Com apenas 30% vacinados, Capital entra em alerta para doenças respiratórias

Frio expõe baixa adesão à vacina e aumenta temor por alta de internações

| GABRIEL NERIS / CAMPO GRANDE NEWS


Idosa recebe dose da vacina durante atendimento na Praça Ary Coelho (Foto: Paulo Francis)

A chegada das primeiras frentes frias do ano já provoca preocupação em Campo Grande. Com apenas 30,7% de cobertura vacinal contra a influenza entre os grupos prioritários, a Sesau (Secretaria Municipal de Saúde) teme um aumento expressivo nos casos de síndromes respiratórias nos próximos dias.

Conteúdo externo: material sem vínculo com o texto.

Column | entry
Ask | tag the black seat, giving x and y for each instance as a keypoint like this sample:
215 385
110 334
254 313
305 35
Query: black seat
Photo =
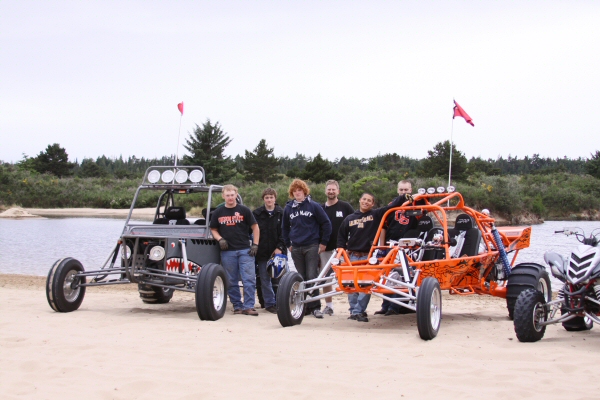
467 236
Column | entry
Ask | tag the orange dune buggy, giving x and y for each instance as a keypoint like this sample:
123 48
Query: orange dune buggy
469 258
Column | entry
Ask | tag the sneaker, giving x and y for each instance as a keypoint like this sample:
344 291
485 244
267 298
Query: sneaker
362 318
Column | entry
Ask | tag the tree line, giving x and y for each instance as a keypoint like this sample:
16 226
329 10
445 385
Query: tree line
206 146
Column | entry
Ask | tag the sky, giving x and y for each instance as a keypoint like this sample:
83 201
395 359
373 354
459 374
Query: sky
340 78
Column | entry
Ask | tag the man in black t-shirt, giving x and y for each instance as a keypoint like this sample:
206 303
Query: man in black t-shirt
231 225
337 211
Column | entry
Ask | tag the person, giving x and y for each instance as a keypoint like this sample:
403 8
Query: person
396 225
336 211
306 231
356 235
231 225
271 242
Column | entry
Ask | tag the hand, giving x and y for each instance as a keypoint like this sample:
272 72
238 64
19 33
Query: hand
253 250
223 243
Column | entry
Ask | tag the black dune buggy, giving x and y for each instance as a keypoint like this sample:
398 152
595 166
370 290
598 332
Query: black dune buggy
171 253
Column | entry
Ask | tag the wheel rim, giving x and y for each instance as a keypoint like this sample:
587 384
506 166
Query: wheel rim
218 293
538 316
70 293
543 287
296 303
435 309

Até agora, a Capital contabiliza 753 notificações de SRAG (Síndrome Respiratória Aguda Grave) e 49 mortes. Entre os casos confirmados de influenza, já são 69 registros e 11 óbitos.

O cenário preocupa porque o frio funciona quase como um “combustível' para a circulação de vírus respiratórios. E o problema não é apenas gripe comum. Segundo a Sesau, diferentes vírus têm potencial de causar complicações graves, principalmente em idosos, crianças pequenas, gestantes e pessoas com doenças preexistentes.

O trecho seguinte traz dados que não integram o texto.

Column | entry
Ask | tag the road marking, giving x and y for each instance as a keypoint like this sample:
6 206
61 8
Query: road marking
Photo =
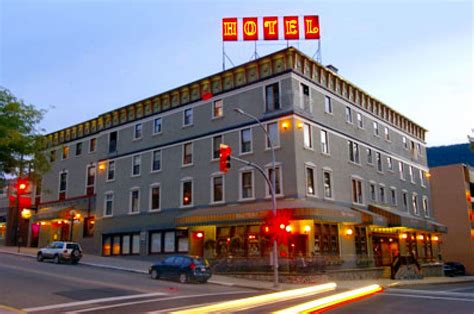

A superintendente de Vigilância em Saúde da Sesau, Veruska Lahdo, alerta que o impacto da primeira onda de frio ainda deve ser sentido nas unidades de saúde. “O risco do inverno é esse: as frentes frias trazem à tona a circulação de vírus. O quadro clínico do paciente define a gravidade. Idosos e pessoas com comorbidades têm maior chance de evoluir para casos graves e até morte', afirma.

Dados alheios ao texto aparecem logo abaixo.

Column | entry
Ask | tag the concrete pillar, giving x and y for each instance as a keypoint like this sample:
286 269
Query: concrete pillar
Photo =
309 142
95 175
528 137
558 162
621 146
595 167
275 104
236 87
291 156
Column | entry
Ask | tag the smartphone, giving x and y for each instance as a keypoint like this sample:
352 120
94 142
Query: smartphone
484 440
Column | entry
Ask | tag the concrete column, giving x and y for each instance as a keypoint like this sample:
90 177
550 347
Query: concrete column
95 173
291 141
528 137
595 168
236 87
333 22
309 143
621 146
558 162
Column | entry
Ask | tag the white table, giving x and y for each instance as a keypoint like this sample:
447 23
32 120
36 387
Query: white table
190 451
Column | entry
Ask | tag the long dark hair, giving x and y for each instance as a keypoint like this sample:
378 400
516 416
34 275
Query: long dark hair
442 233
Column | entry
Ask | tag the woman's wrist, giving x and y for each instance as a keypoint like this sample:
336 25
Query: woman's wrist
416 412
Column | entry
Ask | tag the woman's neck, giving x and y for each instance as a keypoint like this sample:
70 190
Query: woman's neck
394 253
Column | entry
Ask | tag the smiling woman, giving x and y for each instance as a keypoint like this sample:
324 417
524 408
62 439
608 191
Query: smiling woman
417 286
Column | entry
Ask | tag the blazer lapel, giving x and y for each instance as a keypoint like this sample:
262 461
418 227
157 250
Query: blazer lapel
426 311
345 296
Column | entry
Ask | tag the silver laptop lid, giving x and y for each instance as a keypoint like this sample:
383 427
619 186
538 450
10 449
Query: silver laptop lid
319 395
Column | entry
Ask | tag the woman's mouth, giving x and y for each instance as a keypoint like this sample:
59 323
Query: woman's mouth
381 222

Entre os vírus que mais preocupam está a influenza, responsável por maior número de mortes entre adultos jovens, idosos e pessoas com comorbidades. Já o vírus sincicial respiratório representa maior risco para crianças menores de 2 anos. Até mesmo o rinovírus, normalmente associado ao resfriado comum, pode provocar agravamentos em situações específicas.

Apesar do avanço dos casos, a adesão à vacinação segue abaixo do esperado. A Sesau reforça que a vacina é a principal forma de evitar complicações, internações e mortes causadas pela influenza.

“A vacina contra influenza é fundamental. Precisamos que a população que faz parte do público prioritário procure as unidades de saúde para se imunizar', reforça Veruska.

A secretaria informou ainda que a ampliação da vacinação para outros públicos depende de autorização do Ministério da Saúde e do envio de novas doses pelo PNI (Programa Nacional de Imunizações). Enquanto isso não acontece, a orientação é prevenir antes que os hospitais sintam o impacto.

Além da vacinação, a Sesau recomenda medidas básicas de prevenção, como higienizar frequentemente as mãos, usar máscara em caso de sintomas gripais, evitar ambientes fechados e aglomerações, além de procurar atendimento médico diante de sinais de agravamento.

A recomendação é reforçada principalmente para crianças, idosos, gestantes, puérperas e pessoas com comorbidades, considerados os grupos mais vulneráveis às complicações respiratórias durante o inverno.